Let's now assume that we do not want to **all** the rows but only a subset of rows in a dataframe. We can accomplish that with the *[filter()](https://docs.snowflake.com/en/developer-guide/snowpark/reference/scala/com/snowflake/snowpark/DataFrame.html?search=filter) transformation. 

In [None]:
val demoOrdersProjectedFilteredDf=
        demoOrdersProjectedDf
            .filter(col("O_ORDERSTATUS")===lit("O"))
                    
demoOrdersProjectedFilteredDf
    .sort(col("O_ORDERKEY"))
    .show(20)

And lastly, we want to create a new dataframe which joins the Orders table with the LineItem table. Again, we are using our previous dataframe that is a projection and a filter against the Orders table. We can join that dataframe to the *LineItem* table and create a new dataframe. We then apply the *select()* transformation. Again, to see the result we need to evaluate the dataframe, for instance via the *show()* action.

In [None]:
val demoLinesDf=session.table(demoDataSchema :+ "LINEITEM")
val demoOrdersLinesDf=
        demoOrdersProjectedFilteredDf
            .join(demoLinesDf,col("L_ORDERKEY")===col("O_ORDERKEY"))
            .select(col("O_ORDERKEY"),col("O_ORDERSTATUS"),col("L_LINENUMBER"),col("L_LINESTATUS"))

demoOrdersLinesDf
    .sort(col("O_ORDERKEY"),col("L_LINENUMBER"))
    .show(100)

In [None]:
val demoOrdersCountByDateAndStatus=
        demoOrdersProjectedDf
            .select(col("O_ORDERDATE"),col("O_ORDERSTATUS"), col("O_ORDERKEY"))
            .groupBy(col("O_ORDERDATE"),col("O_ORDERSTATUS"))
            .agg(count(col("O_ORDERKEY")).name("O_COUNT"))

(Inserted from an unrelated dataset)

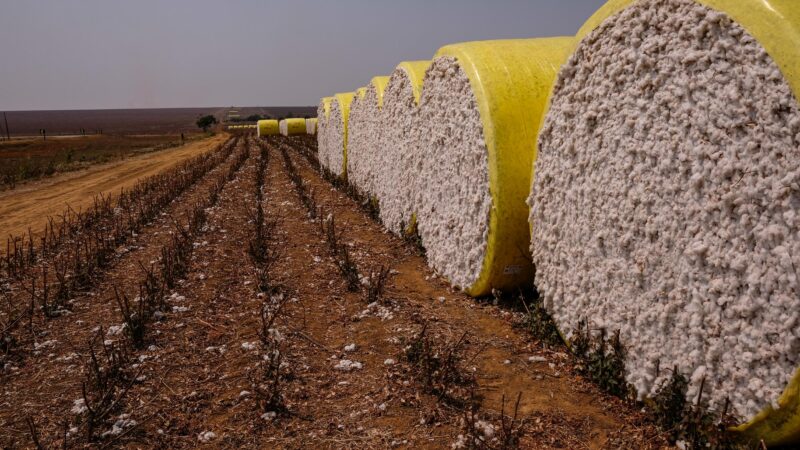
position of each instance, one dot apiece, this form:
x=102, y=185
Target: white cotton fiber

val demoOrdersCountByDateAndStatusArr=demoOrdersCountByDateAndStatus
    .sort(col("O_ORDERDATE"),col("O_ORDERSTATUS"))
    .collect()

# Conclusion

In this notebook we have seen to to set up a Jupyter notebook and configure it to use Snowpark to connect to a Snowflake database. Next, we have built a simple *Hello World!* cell via embedded SQL as well as the Snowpark Dataframe API. Lastly we have explored the power of the Snowpark Dataframe API to build scalable Analytics against datasets of billions or rows without first having to build any additional infrastructure like a Spark cluster. Snowpark brings the power of building scalable Analytics applications with Scala and Jupyter notebooks. No additional infrastructure necessary. 

In the next post of this series, we will learn how to add custom Scala based functions to an analytics pipeline and execute arbitratry logic directly in Snowflake via User Defined Functions (UDFs) just by defining the logic in a Jupyter notebook!